# colors of crown molding and chair rail



## dolphin800

Wanted to know if it was ok to paint crown molding and chair rail the same color but not the same color as the walls and ceiling. I am painting the ceiling white, the walls blue and I wanted to incorporate a tan in the room. would painting the crown molding and chair rail tan be ok? thx


----------



## sausagefingers

More than ok, you SHOULD paint them a different color. There is no point in even putting the stuff on your walls if it's going to be the same color as everything else. You should do the baseboard the same color as the crown and rail too.


----------



## Dana11

Don't need to match them with the wall match colors all your furniture. 


Dana


----------



## almasu

absolutely not!!! unless you are never selling the house or plan to repaint it later. 

I live in an older house with beautiful thick molding everywhere, but thoughtless previous owner decided to paint the molding in most rooms blue. It is a VERY personal taste and I HATE it! HATE IT! It is a painstaking and time consuming job to repaint and if you don't have the time, patience or resources to sand down every piece, it looks like old molding under heavy paint. 

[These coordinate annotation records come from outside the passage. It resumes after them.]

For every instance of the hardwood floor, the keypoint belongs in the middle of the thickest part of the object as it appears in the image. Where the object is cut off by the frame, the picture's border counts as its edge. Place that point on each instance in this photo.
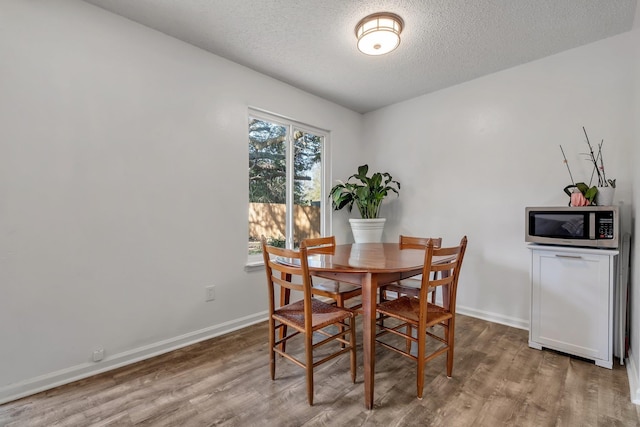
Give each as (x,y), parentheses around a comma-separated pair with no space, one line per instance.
(497,380)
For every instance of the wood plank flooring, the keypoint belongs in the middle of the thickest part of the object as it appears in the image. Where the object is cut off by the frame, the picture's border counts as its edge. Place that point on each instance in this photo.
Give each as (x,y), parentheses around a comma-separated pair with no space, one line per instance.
(497,381)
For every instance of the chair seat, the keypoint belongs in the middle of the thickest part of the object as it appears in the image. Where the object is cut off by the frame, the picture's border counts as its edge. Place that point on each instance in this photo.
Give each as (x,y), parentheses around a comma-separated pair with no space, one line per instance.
(323,314)
(407,309)
(335,287)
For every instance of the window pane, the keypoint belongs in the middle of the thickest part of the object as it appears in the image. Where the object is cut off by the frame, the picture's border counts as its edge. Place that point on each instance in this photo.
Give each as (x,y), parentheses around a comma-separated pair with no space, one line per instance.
(307,193)
(267,183)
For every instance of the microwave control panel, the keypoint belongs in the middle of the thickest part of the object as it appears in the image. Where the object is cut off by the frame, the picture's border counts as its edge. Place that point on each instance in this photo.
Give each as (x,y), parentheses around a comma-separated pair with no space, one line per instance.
(605,226)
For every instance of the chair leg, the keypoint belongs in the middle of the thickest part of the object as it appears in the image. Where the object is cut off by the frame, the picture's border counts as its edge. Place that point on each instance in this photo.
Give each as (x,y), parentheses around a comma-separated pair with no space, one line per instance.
(422,337)
(309,365)
(450,343)
(272,344)
(340,303)
(352,353)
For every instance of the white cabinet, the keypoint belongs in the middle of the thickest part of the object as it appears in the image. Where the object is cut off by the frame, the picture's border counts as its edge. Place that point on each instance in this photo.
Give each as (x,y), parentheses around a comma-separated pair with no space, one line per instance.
(572,300)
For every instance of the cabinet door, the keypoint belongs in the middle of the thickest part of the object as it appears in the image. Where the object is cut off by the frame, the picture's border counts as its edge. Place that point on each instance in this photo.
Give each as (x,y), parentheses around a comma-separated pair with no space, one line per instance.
(570,303)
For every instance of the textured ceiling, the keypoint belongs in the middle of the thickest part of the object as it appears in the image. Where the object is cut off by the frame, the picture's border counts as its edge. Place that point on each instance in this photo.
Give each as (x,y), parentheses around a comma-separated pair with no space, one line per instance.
(311,45)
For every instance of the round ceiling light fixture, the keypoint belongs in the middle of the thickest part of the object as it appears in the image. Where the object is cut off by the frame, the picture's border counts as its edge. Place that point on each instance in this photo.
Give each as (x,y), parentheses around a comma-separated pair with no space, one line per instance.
(379,33)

Think of resale value before doing something as unconventional. I for one would never again buy a house with colored molding.


----------



## Vikki Foley

You can paint the crown and chair rail a light tan but I would not darker than 70 LRV (light reflectivity value). The ceiling can go a white (or off white) and drywall above the your blue color. 

The point is to have *contrast* between the millwork, e.g, crown and chair rail, and the dry wall colors, e.g, ceiling and walls.

Happy painting!

Vikki Foley


----------



## vsheetz

For resale and wide appear, I would do the ceiling in a color a few shades lighter than the walls - walls and ceiling using a flat finish. And all the moldings (crown, base, chair, case) a white using SW waterborne enamel in semi-gloss finish.


----------



## Deedle

It doesn't sound like you are painting for resale so I say GO WITH WHAT MAKES YOU HAPPY! If you want to add tan into the room, your idea is a great way to do it. I agree that the baseboard, chair rail, and crown molding should all match but it's fine that they are different from the walls and ceiling. Definitely make sure the ceiling is a matte finish or it will reflect any and all imperfections.

Tan can be a tricky color so make sure you compare paint chips with the blue you are using and even paint a sample to compare. I have found "tan" can end up looking a lot GREENER or YELLOWER than you intended if you're not careful!


----------



## Italgrl

*I agree, they should be a different color.*

Something neutral, something elegant. You don't want to be trendy with molding. 

Mine were stained a dark stain when I bought the house. I thought I would paint them white, but my interior decorator friend talked me out of it.


----------